The American mahogany, also called the West Indian or Cuban mahogany, is a fast–growing semi–evergreen tree. It grows to a height of about 40 to 60 feet (12.2 to 18.2 meters) and spreads out to a width of about the same measure. Its bark is smooth and gray in its early years and becomes darker and browner as the tree ages. An older tree has flaky, ridged bark.
The 4– to 8–inch (10.2– to 20.5–centimeter) leaves come in clusters, with 4 to 8 leaflets of about one–quarter inch (.65 centimeter) length. The oval leaves are dark green on top and reddish–brown underneath. They have sharp tips and a smooth surface.
The American mahogany has small 3– to 6–inch green or white flowers that are barely noticeable to a casual observer. The flowers are unisexual (either male or female, but not both, as some flowers are). They are pollinated by insects.
In the fall or the winter, one flower will develop into a fruit, a large, woody, 2– to 5–inch (5– to 12–centimeter) pod. When the pods are mature (in 8 to 10 months), they release flat, brown seeds. This cycle usually takes place on an annual basis in trees that are 10 to 15 years old.

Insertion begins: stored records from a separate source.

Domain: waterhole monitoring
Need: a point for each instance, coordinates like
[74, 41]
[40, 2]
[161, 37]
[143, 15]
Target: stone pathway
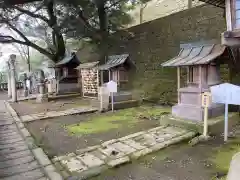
[52, 114]
[85, 163]
[19, 157]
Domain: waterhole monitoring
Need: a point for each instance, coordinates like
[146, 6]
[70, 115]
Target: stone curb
[37, 152]
[39, 116]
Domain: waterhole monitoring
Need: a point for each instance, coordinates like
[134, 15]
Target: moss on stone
[118, 119]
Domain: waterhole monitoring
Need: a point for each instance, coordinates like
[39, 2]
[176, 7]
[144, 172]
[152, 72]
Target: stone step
[18, 169]
[215, 125]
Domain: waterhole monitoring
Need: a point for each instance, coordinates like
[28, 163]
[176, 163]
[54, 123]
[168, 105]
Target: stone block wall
[154, 42]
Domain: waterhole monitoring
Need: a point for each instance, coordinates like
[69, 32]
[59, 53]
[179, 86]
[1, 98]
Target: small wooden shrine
[89, 78]
[66, 74]
[231, 37]
[202, 62]
[118, 69]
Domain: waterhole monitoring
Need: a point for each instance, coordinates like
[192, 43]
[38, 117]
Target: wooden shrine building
[117, 68]
[66, 74]
[202, 62]
[89, 78]
[231, 37]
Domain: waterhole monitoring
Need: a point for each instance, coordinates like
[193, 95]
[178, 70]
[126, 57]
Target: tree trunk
[189, 4]
[57, 37]
[143, 6]
[28, 60]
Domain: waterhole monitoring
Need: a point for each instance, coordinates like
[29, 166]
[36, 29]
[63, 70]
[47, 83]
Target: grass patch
[118, 119]
[222, 156]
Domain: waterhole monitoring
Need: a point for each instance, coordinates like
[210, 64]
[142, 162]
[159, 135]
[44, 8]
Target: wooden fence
[4, 86]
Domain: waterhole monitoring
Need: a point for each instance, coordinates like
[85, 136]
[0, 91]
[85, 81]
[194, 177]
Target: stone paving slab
[18, 169]
[19, 156]
[93, 160]
[51, 114]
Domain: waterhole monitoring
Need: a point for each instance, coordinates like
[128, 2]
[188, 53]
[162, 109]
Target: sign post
[226, 94]
[205, 104]
[112, 87]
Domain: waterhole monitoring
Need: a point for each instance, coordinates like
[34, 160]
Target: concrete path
[16, 160]
[52, 114]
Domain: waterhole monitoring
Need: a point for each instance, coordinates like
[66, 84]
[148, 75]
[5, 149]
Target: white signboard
[28, 84]
[112, 86]
[226, 94]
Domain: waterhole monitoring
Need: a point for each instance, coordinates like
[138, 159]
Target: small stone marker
[104, 98]
[226, 94]
[206, 98]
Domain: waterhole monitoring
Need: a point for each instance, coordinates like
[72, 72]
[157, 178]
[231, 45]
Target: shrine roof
[88, 65]
[114, 61]
[218, 3]
[69, 58]
[196, 54]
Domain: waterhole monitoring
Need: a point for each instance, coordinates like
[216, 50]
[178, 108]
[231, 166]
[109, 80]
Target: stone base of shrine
[40, 98]
[196, 113]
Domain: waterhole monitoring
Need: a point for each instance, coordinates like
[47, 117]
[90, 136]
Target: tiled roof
[114, 61]
[218, 3]
[196, 54]
[87, 65]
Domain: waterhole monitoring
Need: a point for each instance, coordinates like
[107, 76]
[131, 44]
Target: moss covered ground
[117, 119]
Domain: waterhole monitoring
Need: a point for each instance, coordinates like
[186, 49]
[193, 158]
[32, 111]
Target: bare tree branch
[32, 14]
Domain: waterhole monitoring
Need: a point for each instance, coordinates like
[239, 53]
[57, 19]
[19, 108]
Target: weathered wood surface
[4, 86]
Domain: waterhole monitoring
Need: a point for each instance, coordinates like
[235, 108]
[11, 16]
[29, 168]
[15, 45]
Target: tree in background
[51, 19]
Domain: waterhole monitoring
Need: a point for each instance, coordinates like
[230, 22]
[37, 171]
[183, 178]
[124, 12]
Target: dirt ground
[53, 136]
[32, 107]
[178, 162]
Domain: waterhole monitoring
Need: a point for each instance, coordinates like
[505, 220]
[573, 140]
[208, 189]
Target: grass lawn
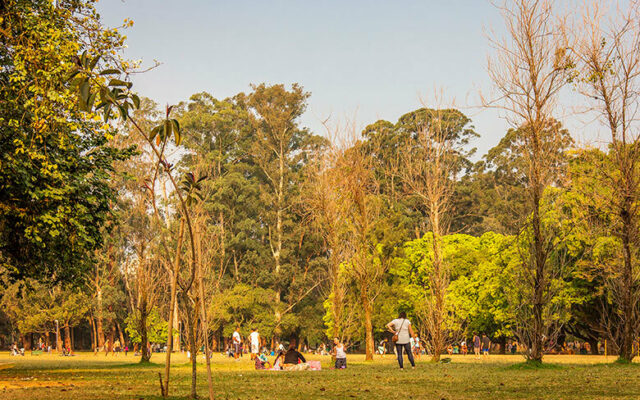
[86, 376]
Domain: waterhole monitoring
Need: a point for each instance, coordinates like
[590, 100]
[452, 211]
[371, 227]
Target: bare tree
[323, 203]
[608, 54]
[428, 168]
[529, 69]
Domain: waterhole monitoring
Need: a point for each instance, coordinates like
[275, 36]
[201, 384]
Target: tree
[280, 149]
[609, 76]
[434, 155]
[528, 70]
[55, 160]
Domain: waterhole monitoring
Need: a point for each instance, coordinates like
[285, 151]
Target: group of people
[290, 359]
[114, 349]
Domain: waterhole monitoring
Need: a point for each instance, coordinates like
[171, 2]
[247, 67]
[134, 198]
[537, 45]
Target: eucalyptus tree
[529, 69]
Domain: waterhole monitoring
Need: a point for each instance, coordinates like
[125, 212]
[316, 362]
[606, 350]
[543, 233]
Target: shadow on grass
[531, 365]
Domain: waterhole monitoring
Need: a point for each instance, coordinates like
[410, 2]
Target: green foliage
[156, 327]
[55, 160]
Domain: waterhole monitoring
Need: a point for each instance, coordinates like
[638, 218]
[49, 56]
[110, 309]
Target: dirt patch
[32, 383]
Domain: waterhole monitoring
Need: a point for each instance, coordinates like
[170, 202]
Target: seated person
[262, 362]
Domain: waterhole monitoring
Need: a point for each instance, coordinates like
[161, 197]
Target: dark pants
[407, 349]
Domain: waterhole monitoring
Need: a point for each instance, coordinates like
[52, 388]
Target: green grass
[498, 377]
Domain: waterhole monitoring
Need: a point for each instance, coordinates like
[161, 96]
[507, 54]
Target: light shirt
[340, 351]
[255, 338]
[401, 327]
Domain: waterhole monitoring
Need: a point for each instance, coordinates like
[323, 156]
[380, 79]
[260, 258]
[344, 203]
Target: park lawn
[86, 376]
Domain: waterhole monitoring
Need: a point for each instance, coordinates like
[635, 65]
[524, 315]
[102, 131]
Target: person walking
[254, 338]
[486, 345]
[237, 343]
[402, 333]
[476, 346]
[339, 354]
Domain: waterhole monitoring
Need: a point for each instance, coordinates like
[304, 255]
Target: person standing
[476, 345]
[402, 333]
[254, 338]
[237, 342]
[340, 354]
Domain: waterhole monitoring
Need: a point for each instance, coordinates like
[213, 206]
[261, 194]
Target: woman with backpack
[402, 334]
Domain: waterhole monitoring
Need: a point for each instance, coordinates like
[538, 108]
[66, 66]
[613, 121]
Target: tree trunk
[625, 344]
[94, 343]
[67, 336]
[439, 288]
[173, 311]
[58, 339]
[142, 327]
[537, 334]
[120, 334]
[203, 315]
[502, 342]
[99, 329]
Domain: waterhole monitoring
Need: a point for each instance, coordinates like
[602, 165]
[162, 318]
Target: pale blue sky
[368, 58]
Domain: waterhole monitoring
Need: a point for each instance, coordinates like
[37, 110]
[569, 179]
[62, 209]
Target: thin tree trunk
[626, 346]
[67, 336]
[203, 315]
[142, 327]
[99, 329]
[120, 334]
[368, 328]
[173, 284]
[93, 333]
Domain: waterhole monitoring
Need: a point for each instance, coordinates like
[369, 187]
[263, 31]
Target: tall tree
[608, 51]
[435, 154]
[528, 70]
[54, 159]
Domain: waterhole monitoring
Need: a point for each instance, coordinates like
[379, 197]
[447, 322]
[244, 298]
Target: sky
[360, 59]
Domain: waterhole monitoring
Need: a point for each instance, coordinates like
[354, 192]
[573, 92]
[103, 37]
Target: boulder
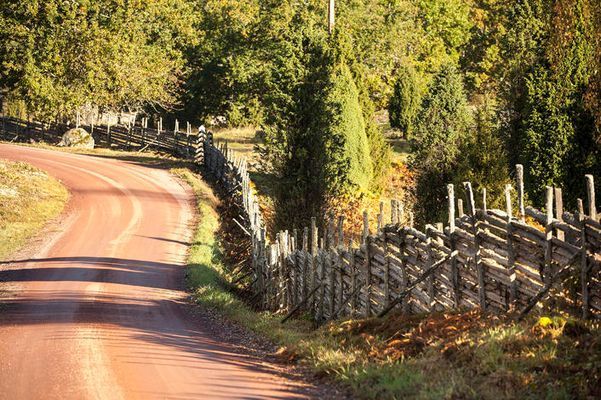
[78, 138]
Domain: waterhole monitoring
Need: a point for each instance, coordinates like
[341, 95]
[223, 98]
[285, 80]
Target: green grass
[28, 199]
[459, 355]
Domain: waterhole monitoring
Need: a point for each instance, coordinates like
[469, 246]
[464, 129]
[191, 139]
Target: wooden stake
[452, 239]
[559, 211]
[590, 191]
[548, 233]
[477, 258]
[513, 288]
[331, 16]
[520, 183]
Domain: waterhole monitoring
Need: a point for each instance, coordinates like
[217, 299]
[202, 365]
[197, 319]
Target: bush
[405, 101]
[442, 128]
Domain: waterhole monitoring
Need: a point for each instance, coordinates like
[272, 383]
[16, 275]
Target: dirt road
[97, 309]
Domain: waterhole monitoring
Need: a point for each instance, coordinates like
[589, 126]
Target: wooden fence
[131, 137]
[485, 258]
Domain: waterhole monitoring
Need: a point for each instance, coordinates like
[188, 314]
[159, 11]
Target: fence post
[108, 133]
[590, 191]
[452, 243]
[584, 264]
[477, 259]
[314, 251]
[366, 242]
[548, 234]
[513, 290]
[559, 212]
[305, 253]
[519, 168]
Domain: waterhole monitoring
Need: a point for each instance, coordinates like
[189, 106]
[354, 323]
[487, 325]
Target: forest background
[466, 89]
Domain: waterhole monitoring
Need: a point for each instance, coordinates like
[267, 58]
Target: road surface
[97, 310]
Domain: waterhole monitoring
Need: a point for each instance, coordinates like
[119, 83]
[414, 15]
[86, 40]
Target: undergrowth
[455, 355]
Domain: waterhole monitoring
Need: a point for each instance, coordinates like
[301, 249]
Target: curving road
[96, 309]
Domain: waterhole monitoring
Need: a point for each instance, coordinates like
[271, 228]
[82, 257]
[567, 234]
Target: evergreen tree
[442, 128]
[405, 101]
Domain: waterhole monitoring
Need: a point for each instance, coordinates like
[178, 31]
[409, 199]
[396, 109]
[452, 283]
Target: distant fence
[485, 258]
[131, 137]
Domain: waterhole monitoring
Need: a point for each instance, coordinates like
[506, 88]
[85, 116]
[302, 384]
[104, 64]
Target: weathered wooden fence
[485, 258]
[131, 137]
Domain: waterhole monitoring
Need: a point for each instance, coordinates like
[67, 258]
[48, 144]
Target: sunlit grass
[28, 199]
[489, 358]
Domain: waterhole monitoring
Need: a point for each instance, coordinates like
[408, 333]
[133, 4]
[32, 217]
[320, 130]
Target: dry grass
[28, 199]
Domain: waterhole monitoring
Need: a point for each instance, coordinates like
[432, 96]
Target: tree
[442, 128]
[60, 56]
[405, 101]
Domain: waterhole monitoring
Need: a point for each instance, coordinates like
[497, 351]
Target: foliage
[483, 160]
[443, 125]
[405, 101]
[61, 56]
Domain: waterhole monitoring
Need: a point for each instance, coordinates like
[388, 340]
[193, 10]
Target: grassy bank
[463, 355]
[28, 199]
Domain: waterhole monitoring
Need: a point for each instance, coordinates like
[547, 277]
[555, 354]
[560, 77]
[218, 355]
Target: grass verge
[28, 199]
[458, 355]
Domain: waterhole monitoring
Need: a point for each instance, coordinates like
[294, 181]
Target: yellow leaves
[545, 322]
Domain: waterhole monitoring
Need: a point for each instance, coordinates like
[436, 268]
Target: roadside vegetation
[462, 354]
[29, 198]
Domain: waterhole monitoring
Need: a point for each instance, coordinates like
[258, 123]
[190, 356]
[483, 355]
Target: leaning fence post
[548, 234]
[477, 258]
[583, 261]
[365, 239]
[513, 289]
[314, 250]
[590, 190]
[452, 244]
[519, 169]
[559, 211]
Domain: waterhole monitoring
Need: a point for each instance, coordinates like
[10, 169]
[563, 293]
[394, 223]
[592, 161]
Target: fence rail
[131, 137]
[486, 258]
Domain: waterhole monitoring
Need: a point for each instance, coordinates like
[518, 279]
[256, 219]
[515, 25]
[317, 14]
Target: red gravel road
[97, 309]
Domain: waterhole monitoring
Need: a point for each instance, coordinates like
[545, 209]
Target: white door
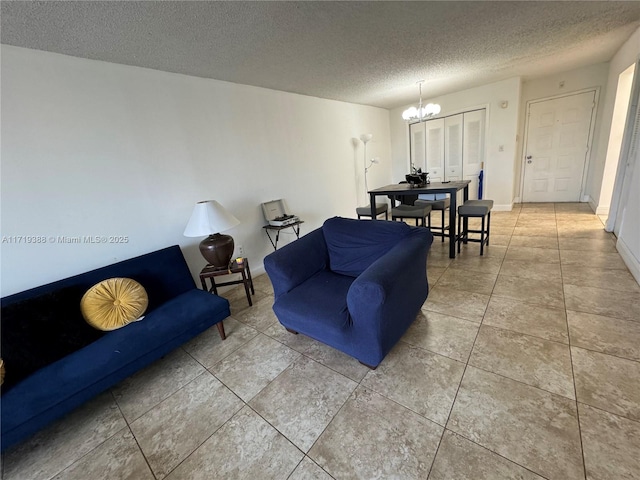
[434, 133]
[557, 146]
[473, 148]
[418, 145]
[453, 148]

Habitat and current distribution
The American mahogany occurs in subtropical dry or wet forests at altitudes ranging from sea level to about 2,625 feet (800 meters). The species does best in rich, moist soil, but it is currently found most frequently in dry, stony areas. American mahogany trees are usually found scattered, with only one or two trees on a one–acre section of the forest.
The American mahogany is native to Cuba, Haiti, Jamaica, the Dominican Republic, the Bahamas, and the Florida Keys. The species, though, has been cultivated by humans for many years; in some cases it is difficult for scientists to determine which populations are native to an area. The species has been introduced to Puerto Rico, the Virgin Islands, the Lesser Antilles, Trinidad, Tobago, and elsewhere in the Caribbean Islands.
History and conservation measures
Europe imported its mahogany from Jamaica, Cuba, and Honduras. By 1774, American mahogany had become scarce because of its popularity in furniture–making. By the late 1800s, the species was nearly eliminated from Cuba, and was in decline elsewhere.
Few stands of American mahogany now exist in the wild because of the over exploitation of the species for the furniture industry and because of the development of the lands that the tree favors.
The species is much more likely to be found planted in someone’s yard or along a city street than in its natural habitat. Where it does grow wild, the species has undergone dramatic changes.
Trees are likely to be much smaller and more like bushes, with many branches. Since 1992, the trade of American mahogany has been restricted under the Convention on International Trade in Endangered Species of Wild Fauna and Flora (CITES).